The high score table consists of a .txt fi开发者_Python百科le where the Name, Score is listed in that order, each on a new line right now for testing it has.
Matthew, 13
Luke, 6
John, 3
my code to record the score is:
print "You got it!\nWell done", NAME,",You guessed it in", count, "guesses."
save = raw_input("\nWould you like to save your score? (Y)es or (N)o: ")
save = save.upper()
if save == "Y":
inFile = open("scores.txt", 'a')
inFile.write("\n" + NAME + ", " + str(count))
inFile.close()
count = -1
if save == "N":
count = -1
and my code to show the score is:
def showScores():
inFile = open("scores.txt", 'r')
scorelist = {}
for line in inFile:
line = line.strip()
parts = [p.strip() for p in line.split(",")]
scorelist[parts[0]] = (parts[1])
players = scorelist.keys()
players.sort()
print "High Scores:"
for person in players:
print person, scorelist[person]
inFile.close()
I don't know how to sort it right, right now it sorts according to Alphabetical order, But I'd like to sort it in numerical order from smallest to biggest, but still keep the format of NAME, count.
Also every time, I try to save a new high score with the same Name it stores it...
in .txt
Matthew, 13
Luke, 6
John, 3
Mark, 8
Mark, 1
but only shows the most recent score from the same name,
In python shell
High Scores:
John 3
Luke 6
Mark 1
Matthew 13
Or only shows one instance of the same item, I guess.. does anyone know how to fix that too?
Thanks in advance
To sort by score rather than by name, use the key
keyword argument.
players.sort(key=lambda x: int(scorelist[x]))
To answer your second question (I think?), you are using a dictionary to save the scores.
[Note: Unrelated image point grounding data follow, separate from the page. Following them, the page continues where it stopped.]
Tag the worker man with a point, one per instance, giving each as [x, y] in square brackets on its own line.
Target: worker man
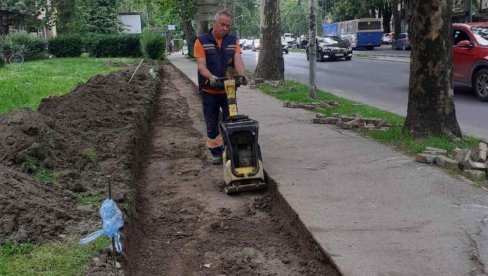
[216, 52]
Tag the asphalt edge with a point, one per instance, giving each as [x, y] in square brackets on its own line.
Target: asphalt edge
[279, 205]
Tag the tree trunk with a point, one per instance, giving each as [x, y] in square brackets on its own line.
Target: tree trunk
[271, 65]
[386, 15]
[431, 109]
[396, 17]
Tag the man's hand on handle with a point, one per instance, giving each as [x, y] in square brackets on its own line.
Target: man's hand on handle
[213, 81]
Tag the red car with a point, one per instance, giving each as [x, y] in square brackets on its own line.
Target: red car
[470, 48]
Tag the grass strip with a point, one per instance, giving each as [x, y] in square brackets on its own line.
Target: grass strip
[297, 92]
[53, 258]
[27, 84]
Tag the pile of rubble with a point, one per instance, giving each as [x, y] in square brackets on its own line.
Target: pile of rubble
[352, 122]
[311, 106]
[473, 163]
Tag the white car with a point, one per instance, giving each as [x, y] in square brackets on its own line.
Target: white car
[255, 45]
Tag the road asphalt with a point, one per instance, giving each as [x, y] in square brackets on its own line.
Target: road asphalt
[373, 210]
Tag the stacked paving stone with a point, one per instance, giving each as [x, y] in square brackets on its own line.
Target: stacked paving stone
[311, 106]
[473, 163]
[351, 122]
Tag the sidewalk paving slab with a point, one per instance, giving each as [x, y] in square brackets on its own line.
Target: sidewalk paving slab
[372, 209]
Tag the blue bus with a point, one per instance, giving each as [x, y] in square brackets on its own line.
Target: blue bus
[364, 32]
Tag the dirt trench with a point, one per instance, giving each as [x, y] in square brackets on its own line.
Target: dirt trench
[185, 225]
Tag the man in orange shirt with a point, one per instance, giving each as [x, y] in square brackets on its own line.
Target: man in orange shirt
[216, 51]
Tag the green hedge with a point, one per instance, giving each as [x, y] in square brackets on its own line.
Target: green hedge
[31, 47]
[66, 46]
[152, 44]
[113, 45]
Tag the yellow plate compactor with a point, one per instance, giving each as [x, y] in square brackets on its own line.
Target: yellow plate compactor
[243, 165]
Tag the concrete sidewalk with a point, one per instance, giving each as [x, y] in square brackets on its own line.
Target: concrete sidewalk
[373, 210]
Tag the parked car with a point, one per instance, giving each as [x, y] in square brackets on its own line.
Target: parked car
[401, 42]
[303, 44]
[255, 45]
[470, 49]
[242, 41]
[247, 45]
[332, 47]
[388, 38]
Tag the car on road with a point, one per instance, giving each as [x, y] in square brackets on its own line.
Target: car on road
[255, 45]
[387, 38]
[332, 47]
[401, 42]
[470, 56]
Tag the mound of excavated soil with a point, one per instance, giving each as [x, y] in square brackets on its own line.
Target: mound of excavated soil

So any given name can only store one score at a time.
parts = [p.strip() for p in line.split(",")]
scorelist[parts[0]] = (parts[1]) #second Mark score overwrites first Mark score
If you want to store multiple scores, store a list of scores instead of a single int. (Also, your code will be more readable if you use unpacking.)
name, score = [p.strip() for p in line.split(",")]
if name not in scorelist:
scorelist[name] = []
scorelist[name].append(score)
Of course if you do it this way, sorting by score becomes more complicated. Since you want to store multiple scores by the same person, you'd be better off saving a list of tuples
def showScores():
inFile = open("scores.txt", 'r')
scorelist = []
for line in inFile:
line = line.strip()
namescore = tuple(p.strip() for p in line.split(","))
scorelist.append(namescore)
scorelist.sort(key=lambda namescore: int(namescore[1]))
print "High Scores:"
for name, score in scorelist:
print name, score
inFile.close()
To fix both the sorting and the multiple scores for a single name, you probably want to change your data structure. Here's how I would write the display code:
def showScores():
inFile = open("scores.txt", 'r')
scorelist = []
for line in inFile:
line = line.strip()
score = [p.strip() for p in line.split(",")]
score[1] = int(score[1])
scorelist.append(tuple(score))
scorelist.sort(key=lambda x: x[1])
print "High Scores:"
for score in scorelist:
print score[0], score[1]
inFile.close()
This uses a list of tuples instead of a dictionary, where the tuples contain two elements: the player's name, followed by the score.
One extra note: You'll want to make sure NAME doesn't contain either commas or newlines to avoid corrupting the scores file.